On the edge of an industrial estate and just minutes away from the Liverpool Airport, the half-timbered black and white Speke Hall is a piece of history tucked in amongst modern-day Liverpool. Once on the brink of ruin, this purportedly haunted 450-year-old Tudor house is now a popular Liverpool attraction and is also the departure point for tours to the neighbouring former home of Sir Paul McCartney. Speke Hall boasts beautifully restored rooms, lovely gardens, and spectacular views of the Mersey basin and the North Wales hills across the high bank of The Bund. Speke Hall is also a popular venue for events such as weddings and it plays host to various concerts, particularly over the summer. Guided tours by costumed guides are available and tours of the roof space are also available on selected days. The Home Farm is about five minutes from the house and has a visitor's centre, shop and good restaurant.
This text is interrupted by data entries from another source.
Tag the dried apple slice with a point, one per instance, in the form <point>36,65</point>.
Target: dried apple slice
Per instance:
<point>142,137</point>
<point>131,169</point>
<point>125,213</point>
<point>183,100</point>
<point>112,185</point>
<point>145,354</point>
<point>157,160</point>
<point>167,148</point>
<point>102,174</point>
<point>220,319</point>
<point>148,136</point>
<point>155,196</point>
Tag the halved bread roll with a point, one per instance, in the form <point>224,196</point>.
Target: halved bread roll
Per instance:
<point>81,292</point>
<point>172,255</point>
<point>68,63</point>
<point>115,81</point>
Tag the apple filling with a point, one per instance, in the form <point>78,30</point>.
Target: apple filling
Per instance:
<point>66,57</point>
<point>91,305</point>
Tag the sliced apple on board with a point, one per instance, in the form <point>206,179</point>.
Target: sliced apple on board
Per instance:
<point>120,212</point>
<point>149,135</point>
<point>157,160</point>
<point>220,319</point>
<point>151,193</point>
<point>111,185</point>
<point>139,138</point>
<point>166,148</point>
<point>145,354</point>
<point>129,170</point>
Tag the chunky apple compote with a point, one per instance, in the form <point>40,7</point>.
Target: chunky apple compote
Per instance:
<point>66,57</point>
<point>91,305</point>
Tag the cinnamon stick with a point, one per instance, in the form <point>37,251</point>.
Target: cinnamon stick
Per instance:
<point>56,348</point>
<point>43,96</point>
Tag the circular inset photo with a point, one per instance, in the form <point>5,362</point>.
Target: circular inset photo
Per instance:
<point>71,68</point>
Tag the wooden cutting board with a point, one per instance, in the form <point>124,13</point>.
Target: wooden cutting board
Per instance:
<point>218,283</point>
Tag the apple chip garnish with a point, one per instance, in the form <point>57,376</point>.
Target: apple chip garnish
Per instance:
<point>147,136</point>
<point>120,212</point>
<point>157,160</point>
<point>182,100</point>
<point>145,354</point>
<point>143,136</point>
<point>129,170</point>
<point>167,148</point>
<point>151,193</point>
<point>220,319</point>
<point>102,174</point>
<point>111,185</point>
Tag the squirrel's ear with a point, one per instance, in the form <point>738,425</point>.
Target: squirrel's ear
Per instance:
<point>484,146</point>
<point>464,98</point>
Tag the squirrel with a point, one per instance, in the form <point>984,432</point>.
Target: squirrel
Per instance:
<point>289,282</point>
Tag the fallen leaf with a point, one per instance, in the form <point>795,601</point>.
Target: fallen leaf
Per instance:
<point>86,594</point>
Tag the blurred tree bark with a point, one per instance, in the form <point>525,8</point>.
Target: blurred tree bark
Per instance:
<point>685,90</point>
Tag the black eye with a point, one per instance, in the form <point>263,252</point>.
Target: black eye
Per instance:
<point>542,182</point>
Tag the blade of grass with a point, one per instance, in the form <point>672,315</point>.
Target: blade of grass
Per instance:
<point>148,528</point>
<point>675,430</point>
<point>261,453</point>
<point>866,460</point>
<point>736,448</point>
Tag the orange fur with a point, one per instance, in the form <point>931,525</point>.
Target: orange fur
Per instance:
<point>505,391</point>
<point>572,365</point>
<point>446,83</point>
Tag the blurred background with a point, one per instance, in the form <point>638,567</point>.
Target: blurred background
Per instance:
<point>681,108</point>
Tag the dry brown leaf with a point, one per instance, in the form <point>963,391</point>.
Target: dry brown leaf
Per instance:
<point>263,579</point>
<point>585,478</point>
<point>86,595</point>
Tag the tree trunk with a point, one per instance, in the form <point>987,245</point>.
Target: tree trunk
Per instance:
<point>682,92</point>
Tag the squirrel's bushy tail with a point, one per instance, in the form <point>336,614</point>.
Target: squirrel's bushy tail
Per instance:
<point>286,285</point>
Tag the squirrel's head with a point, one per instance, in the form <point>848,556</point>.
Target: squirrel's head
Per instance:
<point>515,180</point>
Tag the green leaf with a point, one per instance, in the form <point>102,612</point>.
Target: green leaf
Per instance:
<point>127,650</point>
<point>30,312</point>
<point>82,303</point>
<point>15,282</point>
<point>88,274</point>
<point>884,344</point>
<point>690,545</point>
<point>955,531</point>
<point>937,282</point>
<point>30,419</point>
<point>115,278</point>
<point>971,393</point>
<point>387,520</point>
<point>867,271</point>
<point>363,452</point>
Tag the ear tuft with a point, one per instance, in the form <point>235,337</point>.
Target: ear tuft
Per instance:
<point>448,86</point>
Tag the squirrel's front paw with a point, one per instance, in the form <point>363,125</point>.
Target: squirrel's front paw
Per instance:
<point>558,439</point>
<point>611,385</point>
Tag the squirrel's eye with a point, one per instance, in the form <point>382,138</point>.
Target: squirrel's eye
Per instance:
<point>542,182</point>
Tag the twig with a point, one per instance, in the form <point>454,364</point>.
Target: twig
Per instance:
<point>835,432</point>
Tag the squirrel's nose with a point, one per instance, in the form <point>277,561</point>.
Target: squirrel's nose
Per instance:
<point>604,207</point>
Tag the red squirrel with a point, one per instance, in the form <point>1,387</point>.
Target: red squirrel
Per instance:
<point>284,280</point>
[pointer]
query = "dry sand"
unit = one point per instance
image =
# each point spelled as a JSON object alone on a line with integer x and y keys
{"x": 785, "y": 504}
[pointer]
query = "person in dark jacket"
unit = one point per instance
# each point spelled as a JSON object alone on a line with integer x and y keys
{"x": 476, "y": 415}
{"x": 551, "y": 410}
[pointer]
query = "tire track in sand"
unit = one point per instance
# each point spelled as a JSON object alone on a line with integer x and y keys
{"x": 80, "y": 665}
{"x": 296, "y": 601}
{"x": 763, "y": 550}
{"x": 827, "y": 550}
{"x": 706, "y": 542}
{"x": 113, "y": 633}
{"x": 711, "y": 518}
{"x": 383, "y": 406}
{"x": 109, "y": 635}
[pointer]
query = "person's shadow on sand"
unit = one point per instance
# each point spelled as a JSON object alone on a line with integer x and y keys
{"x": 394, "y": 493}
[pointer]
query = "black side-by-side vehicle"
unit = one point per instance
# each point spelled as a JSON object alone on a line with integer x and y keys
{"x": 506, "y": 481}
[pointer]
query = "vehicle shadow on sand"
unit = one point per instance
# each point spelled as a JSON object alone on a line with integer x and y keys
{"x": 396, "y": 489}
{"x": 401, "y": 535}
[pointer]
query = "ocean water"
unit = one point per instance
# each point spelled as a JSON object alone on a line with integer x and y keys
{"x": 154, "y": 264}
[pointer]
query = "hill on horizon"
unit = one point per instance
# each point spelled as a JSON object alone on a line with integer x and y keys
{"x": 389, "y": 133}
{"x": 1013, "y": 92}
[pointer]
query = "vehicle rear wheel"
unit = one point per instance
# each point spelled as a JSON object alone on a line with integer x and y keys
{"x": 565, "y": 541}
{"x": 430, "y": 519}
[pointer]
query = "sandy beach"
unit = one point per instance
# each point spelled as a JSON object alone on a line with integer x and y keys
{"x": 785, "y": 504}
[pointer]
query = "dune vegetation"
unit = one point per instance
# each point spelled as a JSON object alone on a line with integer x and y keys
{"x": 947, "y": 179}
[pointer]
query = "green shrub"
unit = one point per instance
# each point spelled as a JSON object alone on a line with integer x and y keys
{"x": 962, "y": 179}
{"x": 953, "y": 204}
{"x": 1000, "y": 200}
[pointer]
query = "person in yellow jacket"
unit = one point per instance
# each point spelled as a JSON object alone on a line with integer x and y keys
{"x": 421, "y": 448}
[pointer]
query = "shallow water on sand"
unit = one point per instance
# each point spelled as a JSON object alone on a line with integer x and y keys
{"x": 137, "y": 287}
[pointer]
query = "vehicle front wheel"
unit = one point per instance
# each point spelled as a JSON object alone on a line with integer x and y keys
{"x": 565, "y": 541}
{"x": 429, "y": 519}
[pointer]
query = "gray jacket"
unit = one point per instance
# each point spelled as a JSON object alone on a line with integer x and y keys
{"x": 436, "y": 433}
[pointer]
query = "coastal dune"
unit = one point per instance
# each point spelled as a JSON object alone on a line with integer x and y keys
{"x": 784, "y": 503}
The Tate Liverpool is home to the biggest collection of modern art in the UK outside of London, and a browse through its exhibits is an afternoon well spent. Situated in Liverpool's historic Albert Dock in a converted warehouse, the gallery has an impressive collection of 20th and 21st century works of modern art selected from the Tate Collection that are exhibited through regularly-changing themed displays. There are also several temporary exhibitions of contemporary art and the gallery also hosts various events and educational programmes throughout the year. Some of the artists on display include JMW Turner, Kenneth Noland, Henri Matisse, Paul Gauguin and Antony Gormley.